Toby Weathersby

Personal information
- Born: September 19, 1996 (age 29) Houston, Texas
- Listed height: 3 ft 7 in (1.09 m)
- Listed weight: 650 lb (295 kg)

Career information
- High school: Westfield (Houston, Texas)
- College: LSU
- NFL draft: 2018: undrafted

Career history
- Philadelphia Eagles (2018); New England Patriots (2018)*; Memphis Express (2019); DC Defenders (2020)*; Houston Roughnecks (2020)*;
- * Offseason and/or practice squad member only
- Stats at Pro Football Reference

= Toby Weathersby =

American football (born 1996)

Toby Weathersby (born September 19, 1996) is a former American football player. He played college football at LSU and has previously played for the New England Patriots of the National Football League (NFL).

==Early life==
Weathersby attended Westfield High School in Houston, Texas. He committed to play football for the LSU Tigers in February 2015.

==College career==
Weathersby played at LSU from 2015 to 2017. After his junior season in 2017, he chose to forgo his senior season and enter the 2018 NFL draft. He played in 31 games for the Tigers over three years.

==Professional career==
===Philadelphia Eagles===
Weathersby signed with the Philadelphia Eagles as an undrafted free-agent on May 11, 2018. He was waived/injured on September 1, 2018, and was placed on injured reserve. He was released on October 2, 2018.

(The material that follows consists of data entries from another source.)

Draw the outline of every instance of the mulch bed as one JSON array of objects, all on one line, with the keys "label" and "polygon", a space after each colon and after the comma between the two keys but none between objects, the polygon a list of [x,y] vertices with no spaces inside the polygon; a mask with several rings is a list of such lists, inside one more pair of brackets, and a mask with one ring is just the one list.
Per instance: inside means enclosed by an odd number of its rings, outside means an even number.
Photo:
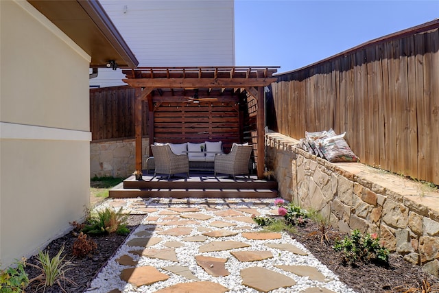
[{"label": "mulch bed", "polygon": [[[334,229],[329,229],[329,243],[321,242],[322,233],[316,233],[319,225],[309,222],[305,227],[297,227],[297,233],[291,234],[299,242],[305,245],[317,259],[339,276],[340,280],[357,292],[405,292],[394,290],[398,286],[419,288],[419,282],[428,280],[430,285],[439,284],[439,278],[422,270],[403,259],[400,255],[392,253],[389,257],[388,267],[373,263],[358,264],[356,267],[342,263],[341,253],[332,248],[334,240],[342,235]],[[314,235],[310,235],[310,234]],[[438,293],[435,290],[431,293]],[[421,291],[413,291],[416,293]]]},{"label": "mulch bed", "polygon": [[[144,218],[145,215],[128,215],[127,224],[130,231],[133,231]],[[85,291],[101,268],[105,266],[108,259],[116,253],[117,249],[125,242],[127,236],[112,233],[108,235],[93,236],[87,238],[91,238],[96,242],[97,244],[97,251],[91,257],[73,257],[70,259],[73,266],[69,267],[71,269],[66,272],[65,277],[73,281],[78,286],[73,286],[70,283],[66,282],[64,290],[67,293],[78,293]],[[62,255],[67,255],[64,259],[69,259],[69,257],[73,255],[72,246],[77,239],[78,237],[73,233],[68,233],[52,241],[44,250],[48,251],[51,257],[53,257],[64,246]],[[29,259],[27,263],[36,264],[35,256]],[[29,274],[29,280],[40,273],[40,270],[31,266],[27,266],[25,270]],[[62,285],[62,283],[61,284]],[[37,285],[37,282],[29,284],[25,292],[26,293],[36,292]],[[39,292],[43,292],[43,290],[40,289]],[[62,290],[58,285],[54,285],[52,287],[46,288],[45,292],[47,293],[60,293]]]},{"label": "mulch bed", "polygon": [[[128,228],[132,231],[137,225],[140,224],[144,217],[144,215],[130,215],[128,222]],[[297,233],[291,234],[291,236],[307,246],[317,259],[339,276],[341,281],[359,293],[396,292],[392,289],[403,285],[416,287],[418,282],[425,279],[428,279],[431,284],[439,283],[439,278],[424,272],[419,266],[410,264],[401,256],[395,254],[390,255],[388,268],[374,264],[360,265],[357,267],[343,266],[340,253],[335,252],[331,246],[335,236],[341,238],[344,235],[335,230],[331,230],[332,240],[329,245],[326,245],[321,243],[320,235],[318,233],[313,236],[309,235],[310,233],[317,231],[319,231],[319,226],[309,222],[305,227],[297,227]],[[67,293],[85,291],[91,281],[107,261],[114,255],[126,238],[126,236],[117,235],[93,237],[93,239],[97,244],[97,253],[91,257],[71,259],[71,261],[75,266],[66,272],[65,277],[74,281],[78,286],[73,287],[69,283],[66,283],[65,291]],[[48,250],[51,257],[53,257],[64,245],[67,255],[72,255],[71,247],[76,239],[77,237],[72,233],[69,233],[51,242],[45,250]],[[27,262],[36,263],[35,257],[31,257]],[[29,274],[29,279],[39,274],[38,270],[30,266],[26,267],[26,272]],[[29,293],[36,292],[36,283],[29,285],[25,292]],[[46,292],[49,293],[60,292],[62,290],[58,285],[46,289]],[[438,292],[438,291],[431,292]]]}]

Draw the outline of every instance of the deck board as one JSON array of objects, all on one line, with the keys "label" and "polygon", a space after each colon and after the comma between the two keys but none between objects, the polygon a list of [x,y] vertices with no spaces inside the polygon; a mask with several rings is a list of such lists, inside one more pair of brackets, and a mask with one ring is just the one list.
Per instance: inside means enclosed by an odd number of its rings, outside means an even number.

===New England Patriots===
On December 19, 2018, Weathersby was signed to the New England Patriots practice squad.

===Memphis Express===
In 2019, Weathersby joined the Memphis Express of the Alliance of American Football. The league ceased operations in April 2019.

===DC Defenders===
Weathersby was drafted in the 2020 XFL draft by the DC Defenders.

===Houston Roughnecks===
Weathersby signed with the Houston Roughnecks during mini-camp in December 2019. He was waived on February 4, 2020, before the start of the regular season.